Local products represent food cultivated at a local level that generally speaking, taste better and fresher. At the same time, local farmers offer a greater variety of fruit and vegetables that take more time to ripen compared to supermarket products. When you buy them, you are supporting the local suppliers, encouraging responsible development of the land and for this reason, we at Entrelenguas are in favour of the use of local products and think it is important for us to use them in our work.
What exactly are seasonal products and organic ingredients?
Well, seasonal ingredients are those that are produced during their natural season and are used within that season itself for making food. Organic ingredients, meanwhile, are those that aren’t transgenic and are free from chemicals, pesticides and other such bad habits. Essentially, seasonal and organic products not only respect the environment but are also much cheaper and healthier!

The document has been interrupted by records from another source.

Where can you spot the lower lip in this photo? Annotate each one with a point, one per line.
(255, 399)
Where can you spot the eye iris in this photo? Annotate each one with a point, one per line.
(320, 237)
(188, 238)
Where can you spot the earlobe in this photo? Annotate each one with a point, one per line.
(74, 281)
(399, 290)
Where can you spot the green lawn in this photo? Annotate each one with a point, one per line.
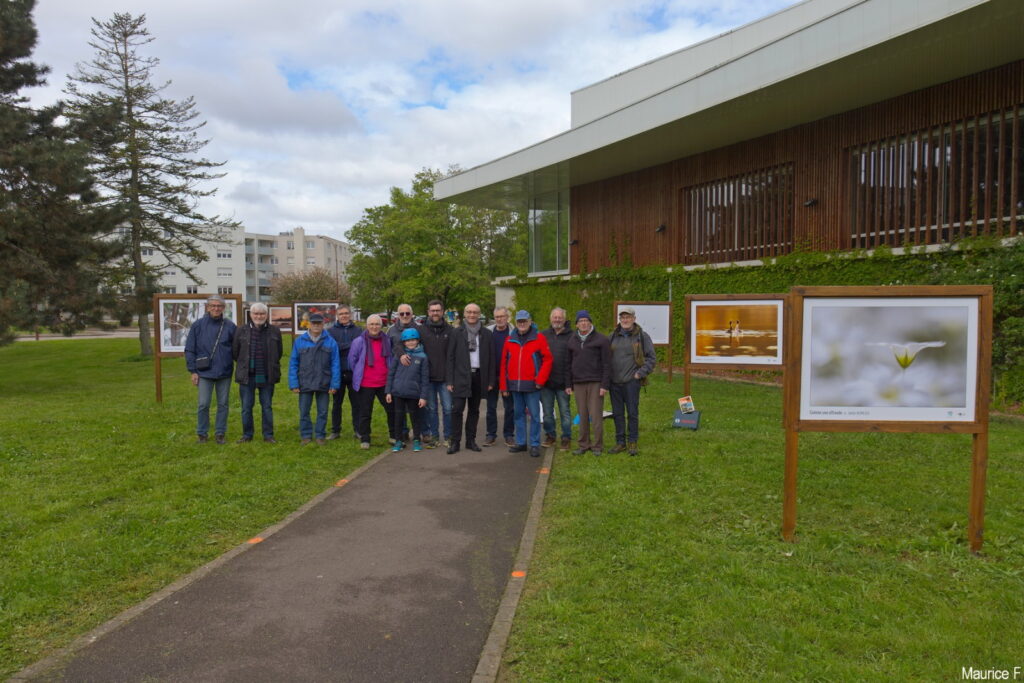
(104, 496)
(670, 565)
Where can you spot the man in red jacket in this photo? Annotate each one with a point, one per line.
(525, 367)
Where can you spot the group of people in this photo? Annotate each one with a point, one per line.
(430, 378)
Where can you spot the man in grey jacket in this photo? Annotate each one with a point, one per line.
(632, 360)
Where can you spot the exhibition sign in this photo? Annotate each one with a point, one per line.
(889, 359)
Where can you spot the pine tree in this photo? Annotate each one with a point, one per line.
(51, 263)
(145, 161)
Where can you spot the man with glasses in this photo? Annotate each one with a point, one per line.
(344, 333)
(499, 333)
(435, 335)
(208, 357)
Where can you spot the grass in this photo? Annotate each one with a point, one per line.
(670, 565)
(104, 496)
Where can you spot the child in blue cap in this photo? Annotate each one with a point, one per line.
(407, 386)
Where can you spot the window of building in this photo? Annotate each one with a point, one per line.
(940, 184)
(549, 232)
(744, 217)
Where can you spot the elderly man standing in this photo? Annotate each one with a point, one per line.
(554, 389)
(257, 352)
(314, 374)
(632, 360)
(525, 367)
(470, 373)
(208, 356)
(499, 333)
(590, 379)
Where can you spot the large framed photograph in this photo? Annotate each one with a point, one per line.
(735, 330)
(889, 358)
(175, 314)
(302, 311)
(281, 317)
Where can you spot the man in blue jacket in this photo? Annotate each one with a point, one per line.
(208, 357)
(314, 372)
(343, 332)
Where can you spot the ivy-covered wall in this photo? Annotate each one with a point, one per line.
(979, 261)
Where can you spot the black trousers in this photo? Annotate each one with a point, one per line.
(339, 397)
(366, 397)
(472, 407)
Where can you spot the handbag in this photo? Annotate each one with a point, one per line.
(204, 361)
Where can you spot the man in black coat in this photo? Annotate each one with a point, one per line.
(469, 375)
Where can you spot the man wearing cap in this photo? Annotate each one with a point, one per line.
(525, 366)
(632, 360)
(469, 375)
(553, 390)
(589, 379)
(208, 357)
(314, 374)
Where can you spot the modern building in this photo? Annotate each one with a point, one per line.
(269, 256)
(833, 125)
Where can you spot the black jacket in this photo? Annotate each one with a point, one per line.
(459, 374)
(240, 351)
(557, 342)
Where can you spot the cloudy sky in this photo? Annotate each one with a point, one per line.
(320, 107)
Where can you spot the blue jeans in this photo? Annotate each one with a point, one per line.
(626, 398)
(247, 393)
(508, 420)
(527, 400)
(305, 401)
(548, 397)
(435, 389)
(206, 387)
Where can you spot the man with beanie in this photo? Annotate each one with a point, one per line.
(208, 357)
(470, 373)
(525, 367)
(343, 332)
(553, 390)
(314, 374)
(632, 360)
(590, 379)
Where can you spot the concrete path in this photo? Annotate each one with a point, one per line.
(395, 575)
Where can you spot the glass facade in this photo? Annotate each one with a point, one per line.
(549, 232)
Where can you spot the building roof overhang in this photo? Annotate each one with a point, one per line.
(867, 51)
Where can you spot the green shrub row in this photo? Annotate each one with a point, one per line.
(976, 261)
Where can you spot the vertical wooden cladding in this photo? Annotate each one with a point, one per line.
(944, 162)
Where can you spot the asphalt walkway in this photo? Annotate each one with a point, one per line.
(395, 574)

Traditional food is possibly the most important characteristic for any culture. At the heart of Andalusia, there is a wealth of typical dishes that form the staple food found on the table of almost every Andalusian family. Some of these dishes you will have the chance to cook during your ‘home cooking’ or cooking experience in Ronda. From “ajo blanco” (an almond soup) or “Salmorejo” (a cold tomato soup) to the queen of traditional food, a “tortilla de patatas” (Spanish omelette), which is not solely Andalusian but rather all of Spain, you will be using in-season ingredients to cook them, just like nanna.